On Monday, November 16, 2015, Deputy Attorney General (DAG) Sally Quillian Yates addressed the American Bankers Association/American Bar Association Annual Money Laundering Enforcement Conference and discussed the recently issued “Yates Memorandum” relating to individual accountability for corporate wrongdoing. While DAG Yates was speaking at a money laundering conference, her remarks today should also be of interest to companies in the healthcare industry.
DAG Yates noted that the new policy, which has been in effect for two months, is being incorporated into the United States Attorney’s Manual – a set of policies that guide and regulate Justice Department lawyers in civil and criminal enforcement actions. She noted that the Filip factors, a reference to a prior memorandum issued by then Deputy Attorney General Mark Filip relating to corporate prosecutions, would be changed to incorporate the policies relating to accountability for individual wrongdoing.
Specifically, DAG Yates noted that the revised U.S. Attorney’s Manual:
- Emphasizes “the primacy in any corporate case of holding individual wrongdoers accountable and list a variety of steps that prosecutors are expected to take to maximize the opportunity to achieve that goal.”
- Discusses corporate cooperation making clear that, contrary to past practice, “if a company wants credit for cooperating – any credit at all – it must provide all non-privileged information about individual wrongdoing” to the government.
- Requires companies seeking cooperation credit to conduct investigations that are “timely, appropriately thorough and independent and report to the government all relevant facts about individuals involved no matter where they fall in the corporate hierarchy.”
- Separates into two categories of credit a corporation’s voluntary disclosure and its willingness to cooperate, noting each of these is independently important in evaluating a corporation’s response to misconduct.
- Adds a new section relating to civil enforcement of claims against individuals which stresses that, like in criminal investigations, civil enforcement actions should focus on individual wrongdoing at the outset. The new section applies the same rules to civil cooperation credit requiring full disclosure of individual involvement. This section also emphasizes that in certain civil cases it is appropriate to sue culpable individuals even where those individuals are judgment-proof in order to ensure that they do not escape accountability for their conduct.
- Modifies the long-standing policy on parallel proceedings by laying out specific steps that criminal and civil attorneys handling corporate investigations should take with respect to communication and referral of matters from “one side of the house to the other” in order to ensure “the fullest and most appropriate use of all the tools in [the Justice Department’s] toolbox” when seeking to hold individuals responsible.

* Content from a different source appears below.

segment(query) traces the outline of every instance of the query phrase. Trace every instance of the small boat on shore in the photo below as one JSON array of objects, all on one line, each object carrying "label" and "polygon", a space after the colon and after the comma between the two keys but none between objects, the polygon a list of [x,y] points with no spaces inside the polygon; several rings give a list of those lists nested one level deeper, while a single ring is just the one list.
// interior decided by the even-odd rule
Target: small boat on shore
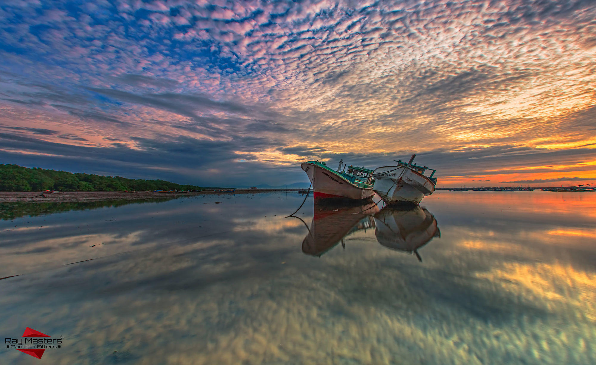
[{"label": "small boat on shore", "polygon": [[319,161],[308,161],[300,165],[312,184],[315,200],[365,200],[374,195],[371,184],[372,170],[364,166],[347,167],[344,165],[343,170],[340,171],[343,163],[343,160],[340,161],[337,171],[328,167],[325,162]]},{"label": "small boat on shore", "polygon": [[[395,161],[398,163],[395,166],[383,166],[373,171],[372,190],[387,205],[404,203],[417,205],[423,197],[434,191],[437,179],[433,175],[436,170],[414,165],[412,162],[415,156],[412,155],[407,163],[399,160]],[[427,171],[432,172],[426,176]]]}]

Notably, in closing the DAG addressed the compliance officers attending the meeting and emphasized the importance of their roles in seeking to prevent corporate misconduct before it occurs, calling them “a crucial partner in the fight against white-collar crime” and stressing the need for “strong compliance programs.”
While many of these pronouncements do not fundamentally change the Justice Department’s focus or approach when bringing criminal and civil actions against corporations, in some areas, the changes are substantial and wide-ranging. One example of this is the change relating to when a corporation receives cooperation credit. The new policy codifies a requirement that, in order to earn such credit, the corporation must provide facts relating to individual participation in any misconduct. Failure to do so will mean that a corporation’s efforts towards cooperating will not be creditable. Another example is the new requirement that civil enforcement actions include a focus on culpable individuals. This is likely to mean that in addition to healthcare companies being defendants in False Claims Act cases, it is more likely than ever that individuals, including corporate executives, may be made parties in these cases. These are only initial observations and we anticipate providing additional analysis of the Yates Memorandum and its impact in upcoming posts.